Paradox colors the world, especially when seen through the eyes of faith, and paradox is at the heart of these poems. Consider the collection’s title: Still Pilgrim. How can a pilgrim, who is a traveler by definition, be characterized as still? “This world was never made for rest,” says “The Still Pilgrim Ponders a Paradox,” the poem serving as the book’s epilogue. “And still you stay as still can be / unmoved by your velocity.”
In these poems, the Still Pilgrim—seemingly the poet’s alter ego—reflects on longing and the world’s impermanence, the fleetingness of time and vivid memories, piercing joy and piercing grief. March sunlight makes “bright diamonds in the brown waves” of the Hudson River and evokes the Still Pilgrim’s praise. The Still Pilgrim is seated beside her “grown young son” at the hospital, hoping “for blessing,” when a diagnosis of multiple sclerosis is delivered. Seeing the Vietnam Veterans Memorial creates in the Still Pilgrim such a sense of “unspeakable loss” that language fails and she can only “turn away” in silence.
Even the most intense joys in these poems—as in the real world—never fully break free from the shadow of defeat and sorrow.

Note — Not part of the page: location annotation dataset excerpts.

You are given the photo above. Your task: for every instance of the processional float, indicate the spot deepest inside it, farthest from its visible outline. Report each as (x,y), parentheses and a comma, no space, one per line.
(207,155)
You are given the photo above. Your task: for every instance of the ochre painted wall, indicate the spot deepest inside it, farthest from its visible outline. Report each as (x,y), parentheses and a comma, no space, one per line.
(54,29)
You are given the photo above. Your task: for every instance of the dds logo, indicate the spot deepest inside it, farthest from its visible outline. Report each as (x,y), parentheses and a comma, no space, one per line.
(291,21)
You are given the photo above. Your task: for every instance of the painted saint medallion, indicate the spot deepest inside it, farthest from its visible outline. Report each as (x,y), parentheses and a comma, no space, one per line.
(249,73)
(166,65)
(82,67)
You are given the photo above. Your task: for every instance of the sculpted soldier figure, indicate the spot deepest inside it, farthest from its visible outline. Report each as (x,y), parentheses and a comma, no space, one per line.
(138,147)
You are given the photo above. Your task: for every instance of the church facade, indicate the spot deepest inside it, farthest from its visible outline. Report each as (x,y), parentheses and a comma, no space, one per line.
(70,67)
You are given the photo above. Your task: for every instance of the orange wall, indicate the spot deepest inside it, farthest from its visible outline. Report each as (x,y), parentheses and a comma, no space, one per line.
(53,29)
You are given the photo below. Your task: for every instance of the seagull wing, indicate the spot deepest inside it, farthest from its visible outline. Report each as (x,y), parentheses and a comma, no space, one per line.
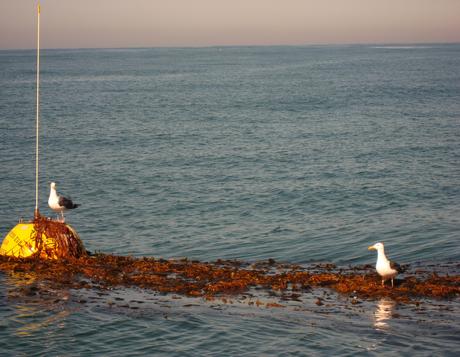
(397,267)
(66,202)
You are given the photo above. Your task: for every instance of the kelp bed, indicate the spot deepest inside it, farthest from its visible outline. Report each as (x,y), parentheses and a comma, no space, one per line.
(224,278)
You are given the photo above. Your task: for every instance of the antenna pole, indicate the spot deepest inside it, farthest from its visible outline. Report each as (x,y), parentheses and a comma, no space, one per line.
(36,214)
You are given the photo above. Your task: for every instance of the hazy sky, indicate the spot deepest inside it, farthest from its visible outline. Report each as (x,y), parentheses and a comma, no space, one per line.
(150,23)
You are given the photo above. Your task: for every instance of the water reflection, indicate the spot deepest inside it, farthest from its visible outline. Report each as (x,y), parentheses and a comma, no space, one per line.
(383,313)
(35,304)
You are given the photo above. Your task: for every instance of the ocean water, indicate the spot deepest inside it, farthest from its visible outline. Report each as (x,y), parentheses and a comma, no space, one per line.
(300,154)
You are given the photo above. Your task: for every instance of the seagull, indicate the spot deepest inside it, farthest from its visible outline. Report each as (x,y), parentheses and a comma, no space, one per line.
(385,268)
(59,203)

The reader gets the sense that the Still Pilgrim is making a one-step-forward, two-steps-back kind of progress, which brings to mind C. S. Lewis’s description of fallen human life before God in The Problem of Pain: “Thus . . . all the days of our life, we are sliding, slipping, falling away—as if God were . . . a smooth inclined plane on which there is no resting.”
This characteristic of human life, to which O’Donnell’s poems call attention, may supply the unspoken backdrop for one of the book’s most powerful poems, “The Still Pilgrim Tells a Fish Story.” It is, I think, a parable of grace that concerns a pursuing Moby Dick–like fish, from which there appears to be no escape. We are “at the mercy” of this fish, the poem ironically—and reassuringly—tells us. “Did you really believe there’d come a day / when you would be the one that got away?”

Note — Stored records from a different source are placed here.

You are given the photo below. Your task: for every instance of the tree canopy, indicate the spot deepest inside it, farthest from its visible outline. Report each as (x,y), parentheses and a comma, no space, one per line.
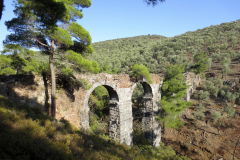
(50,26)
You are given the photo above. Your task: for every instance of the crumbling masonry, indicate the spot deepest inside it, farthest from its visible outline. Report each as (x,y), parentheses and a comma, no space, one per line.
(120,88)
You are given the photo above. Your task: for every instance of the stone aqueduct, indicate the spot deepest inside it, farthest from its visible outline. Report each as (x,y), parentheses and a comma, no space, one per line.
(120,88)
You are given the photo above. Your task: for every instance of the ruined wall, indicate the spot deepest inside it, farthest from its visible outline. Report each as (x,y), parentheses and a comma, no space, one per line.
(35,90)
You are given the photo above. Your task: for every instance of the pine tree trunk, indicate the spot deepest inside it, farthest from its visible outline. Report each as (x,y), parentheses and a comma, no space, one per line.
(53,93)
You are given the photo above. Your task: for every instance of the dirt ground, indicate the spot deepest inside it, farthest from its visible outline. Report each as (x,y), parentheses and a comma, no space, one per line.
(203,139)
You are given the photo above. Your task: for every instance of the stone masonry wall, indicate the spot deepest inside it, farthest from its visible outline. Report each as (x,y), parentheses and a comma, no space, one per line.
(35,91)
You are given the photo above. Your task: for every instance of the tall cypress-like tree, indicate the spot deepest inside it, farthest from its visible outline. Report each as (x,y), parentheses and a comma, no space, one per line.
(49,25)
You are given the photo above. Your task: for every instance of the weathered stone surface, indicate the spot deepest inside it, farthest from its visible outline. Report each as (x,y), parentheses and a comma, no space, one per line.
(32,90)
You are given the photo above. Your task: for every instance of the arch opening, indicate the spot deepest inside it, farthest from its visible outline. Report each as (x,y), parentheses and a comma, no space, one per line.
(103,108)
(141,96)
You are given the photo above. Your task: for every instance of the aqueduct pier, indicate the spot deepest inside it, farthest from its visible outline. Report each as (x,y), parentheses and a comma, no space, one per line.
(120,88)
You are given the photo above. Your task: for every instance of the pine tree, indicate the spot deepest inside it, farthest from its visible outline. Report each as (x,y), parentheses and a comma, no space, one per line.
(173,90)
(50,25)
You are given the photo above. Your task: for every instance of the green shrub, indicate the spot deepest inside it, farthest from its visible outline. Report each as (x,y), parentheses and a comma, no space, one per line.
(216,115)
(88,86)
(141,71)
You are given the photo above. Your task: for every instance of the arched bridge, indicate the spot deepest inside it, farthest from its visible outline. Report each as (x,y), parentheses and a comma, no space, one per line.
(120,89)
(33,89)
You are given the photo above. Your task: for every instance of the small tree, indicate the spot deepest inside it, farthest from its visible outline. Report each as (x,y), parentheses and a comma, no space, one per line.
(225,70)
(201,63)
(203,95)
(209,63)
(173,90)
(141,71)
(216,115)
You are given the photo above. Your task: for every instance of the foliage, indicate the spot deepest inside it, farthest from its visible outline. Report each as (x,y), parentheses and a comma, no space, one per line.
(139,72)
(216,115)
(173,90)
(49,26)
(88,86)
(199,113)
(29,134)
(230,110)
(203,95)
(201,60)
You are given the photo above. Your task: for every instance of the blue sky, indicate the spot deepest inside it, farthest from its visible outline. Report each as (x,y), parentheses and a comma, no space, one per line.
(112,19)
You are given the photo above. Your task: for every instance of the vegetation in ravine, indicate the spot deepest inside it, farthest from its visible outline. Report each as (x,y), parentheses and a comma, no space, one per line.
(173,91)
(208,51)
(26,134)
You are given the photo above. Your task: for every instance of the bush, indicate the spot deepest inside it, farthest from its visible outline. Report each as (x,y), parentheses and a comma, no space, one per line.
(216,115)
(141,71)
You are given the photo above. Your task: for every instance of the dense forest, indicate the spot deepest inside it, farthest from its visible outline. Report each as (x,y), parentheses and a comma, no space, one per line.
(155,52)
(212,122)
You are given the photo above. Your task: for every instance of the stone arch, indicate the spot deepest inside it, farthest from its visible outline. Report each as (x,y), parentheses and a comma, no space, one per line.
(149,120)
(114,127)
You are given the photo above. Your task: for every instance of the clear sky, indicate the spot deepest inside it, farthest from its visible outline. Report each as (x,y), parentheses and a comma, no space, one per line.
(112,19)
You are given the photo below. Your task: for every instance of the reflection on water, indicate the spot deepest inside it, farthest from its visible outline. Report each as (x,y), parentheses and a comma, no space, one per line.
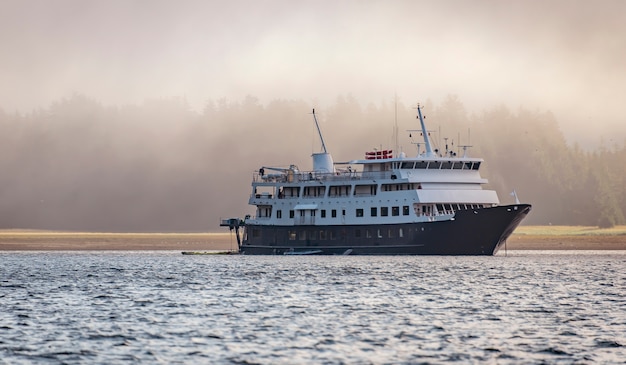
(106,307)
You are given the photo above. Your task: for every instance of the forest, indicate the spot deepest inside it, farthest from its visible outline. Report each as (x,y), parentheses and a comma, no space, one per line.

Companionability is a poetic virtue of special importance in our time and place, and it is abundantly present in O’Donnell’s poems. The Still Pilgrim says of her (by no means affluent) childhood home: “You’d never know we were among the least. / Bread was our mercy. Wine was our cure.” There is a generosity of spirit here, an unself-absorbed openness about the triumphs and vulnerabilities of our common experience of life. O’Donnell’s poems assume—even as they’re reaching toward it—a deep connection, a kind of communion with readers. How countercultural. How necessary here and now.

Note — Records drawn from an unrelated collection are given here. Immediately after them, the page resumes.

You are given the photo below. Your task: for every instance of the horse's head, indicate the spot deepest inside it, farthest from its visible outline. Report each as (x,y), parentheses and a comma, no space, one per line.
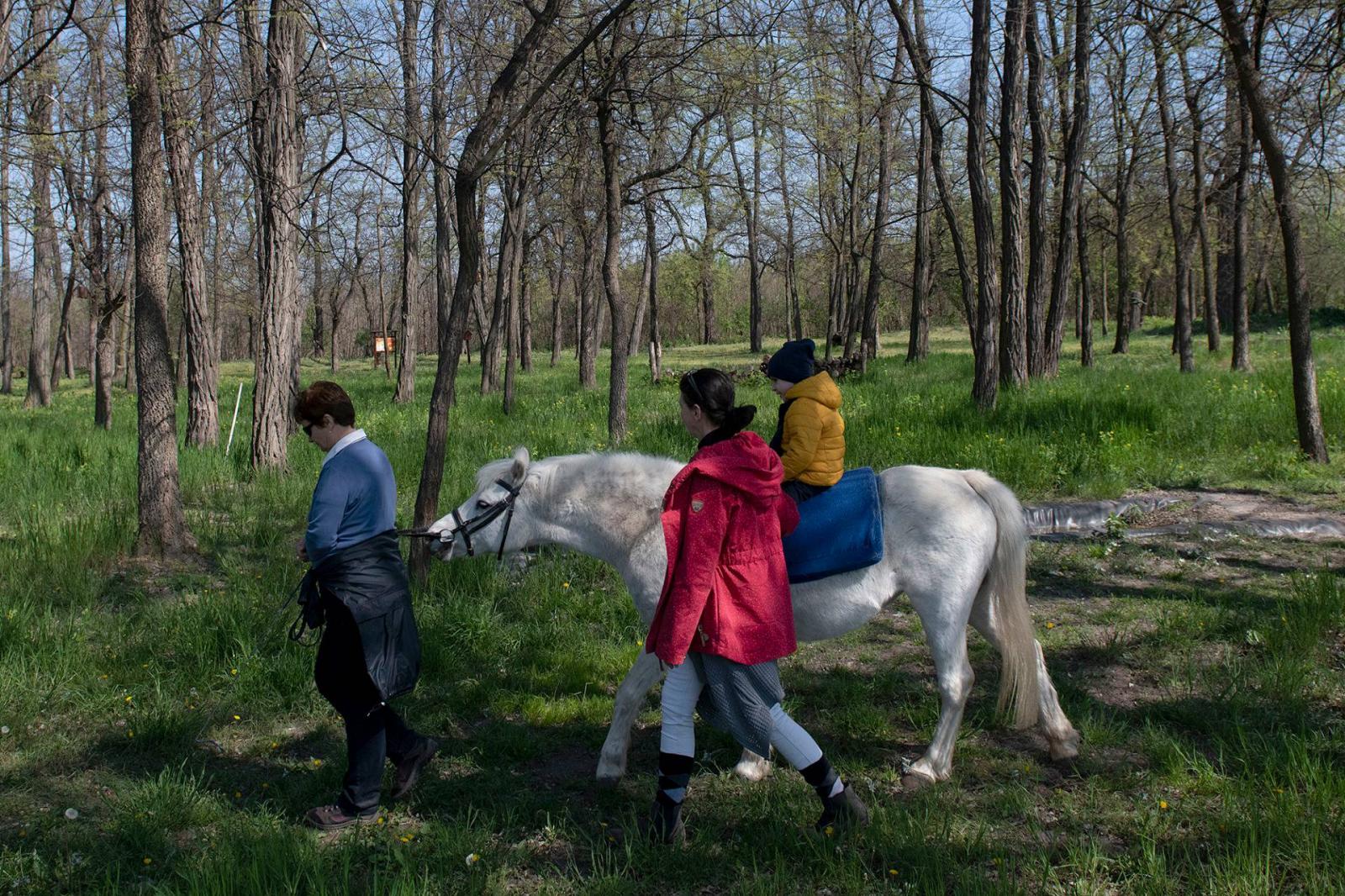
(488,522)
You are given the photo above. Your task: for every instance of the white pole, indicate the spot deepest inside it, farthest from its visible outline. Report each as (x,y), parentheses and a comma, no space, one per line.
(235,420)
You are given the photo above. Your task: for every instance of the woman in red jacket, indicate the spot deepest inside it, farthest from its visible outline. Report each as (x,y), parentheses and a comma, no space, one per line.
(725,616)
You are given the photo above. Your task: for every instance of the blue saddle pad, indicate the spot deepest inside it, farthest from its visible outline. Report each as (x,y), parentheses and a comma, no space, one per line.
(838,530)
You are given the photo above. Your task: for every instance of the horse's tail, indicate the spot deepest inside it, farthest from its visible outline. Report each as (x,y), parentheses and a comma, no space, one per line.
(1006,591)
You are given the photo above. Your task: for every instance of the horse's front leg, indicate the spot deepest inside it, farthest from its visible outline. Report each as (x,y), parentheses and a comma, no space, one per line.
(630,697)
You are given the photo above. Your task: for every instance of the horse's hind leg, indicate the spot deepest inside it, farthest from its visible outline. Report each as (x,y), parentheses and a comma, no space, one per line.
(630,697)
(1062,737)
(946,631)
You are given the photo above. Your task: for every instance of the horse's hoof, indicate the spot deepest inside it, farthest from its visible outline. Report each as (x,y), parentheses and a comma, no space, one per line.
(914,782)
(752,770)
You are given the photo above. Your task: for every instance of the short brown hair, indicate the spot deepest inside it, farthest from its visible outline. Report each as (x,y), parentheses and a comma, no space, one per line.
(324,397)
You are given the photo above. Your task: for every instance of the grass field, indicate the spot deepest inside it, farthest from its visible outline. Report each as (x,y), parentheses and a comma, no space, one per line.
(159,734)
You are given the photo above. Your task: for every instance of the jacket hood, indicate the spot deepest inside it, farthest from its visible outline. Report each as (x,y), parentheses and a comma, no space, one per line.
(820,387)
(743,461)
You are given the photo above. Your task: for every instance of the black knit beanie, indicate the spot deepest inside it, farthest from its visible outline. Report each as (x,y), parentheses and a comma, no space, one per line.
(794,361)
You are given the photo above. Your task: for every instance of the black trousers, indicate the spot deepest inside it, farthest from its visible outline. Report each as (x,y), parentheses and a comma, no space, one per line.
(373,730)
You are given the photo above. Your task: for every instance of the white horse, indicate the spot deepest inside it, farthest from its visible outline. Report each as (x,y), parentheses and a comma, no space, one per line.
(954,541)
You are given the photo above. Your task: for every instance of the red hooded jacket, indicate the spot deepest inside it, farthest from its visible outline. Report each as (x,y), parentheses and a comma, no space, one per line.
(726,591)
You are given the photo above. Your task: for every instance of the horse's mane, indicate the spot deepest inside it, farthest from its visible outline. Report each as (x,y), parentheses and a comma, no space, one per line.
(627,466)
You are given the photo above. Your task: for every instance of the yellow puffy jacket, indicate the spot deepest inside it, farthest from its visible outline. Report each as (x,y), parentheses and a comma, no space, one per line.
(813,440)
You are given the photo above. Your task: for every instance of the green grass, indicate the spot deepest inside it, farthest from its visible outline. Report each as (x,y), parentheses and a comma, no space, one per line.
(170,710)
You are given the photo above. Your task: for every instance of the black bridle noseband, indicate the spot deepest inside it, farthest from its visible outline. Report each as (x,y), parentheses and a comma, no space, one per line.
(466,528)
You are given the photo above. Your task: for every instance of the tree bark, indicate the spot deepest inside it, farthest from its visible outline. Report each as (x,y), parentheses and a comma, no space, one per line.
(1308,412)
(921,273)
(40,85)
(1073,183)
(920,61)
(202,367)
(272,71)
(869,327)
(163,526)
(1036,299)
(6,276)
(409,35)
(1086,351)
(609,140)
(985,347)
(1237,298)
(1013,326)
(1181,259)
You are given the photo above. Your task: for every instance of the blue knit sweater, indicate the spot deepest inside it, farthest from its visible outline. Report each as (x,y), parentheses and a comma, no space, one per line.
(356,499)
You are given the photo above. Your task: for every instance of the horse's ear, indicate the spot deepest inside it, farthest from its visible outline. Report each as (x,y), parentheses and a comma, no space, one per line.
(520,470)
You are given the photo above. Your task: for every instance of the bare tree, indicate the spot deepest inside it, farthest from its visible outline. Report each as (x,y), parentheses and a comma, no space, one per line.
(1071,188)
(407,44)
(1181,248)
(1013,326)
(163,528)
(40,84)
(985,347)
(202,369)
(1308,412)
(272,77)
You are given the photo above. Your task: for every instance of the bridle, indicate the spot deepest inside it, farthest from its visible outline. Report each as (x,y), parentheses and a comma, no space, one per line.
(467,528)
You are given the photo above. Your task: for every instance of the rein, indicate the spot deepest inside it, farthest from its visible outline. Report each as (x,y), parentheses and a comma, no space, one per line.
(468,526)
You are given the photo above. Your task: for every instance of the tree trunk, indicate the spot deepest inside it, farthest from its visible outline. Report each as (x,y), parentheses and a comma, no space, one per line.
(869,327)
(273,74)
(793,311)
(985,387)
(409,35)
(1086,303)
(1037,242)
(472,163)
(1181,259)
(1242,360)
(918,51)
(40,85)
(609,140)
(1013,326)
(1071,188)
(651,248)
(1308,412)
(163,526)
(921,275)
(202,369)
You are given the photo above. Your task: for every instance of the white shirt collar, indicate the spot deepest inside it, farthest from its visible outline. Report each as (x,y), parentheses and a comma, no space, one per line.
(349,439)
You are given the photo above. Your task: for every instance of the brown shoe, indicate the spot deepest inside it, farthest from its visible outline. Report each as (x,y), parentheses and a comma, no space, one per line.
(412,764)
(334,817)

“We are living in an anti-art age. The world is now a brutal place and obsessed with speed and wealth.” So said singer and songwriter Paul Simon in a 2015 interview, and one could understandably fear, in such an age as ours, that poetry has finally become irrelevant. But I would like to think, and Angela O’Donnell’s engaging and deeply humane poems in Still Pilgrim encourage me in doing so, that poems will go on functioning as diverse mercies we can keep with us—at home or away—for the pleasure of their company and as a means of remembering who we are.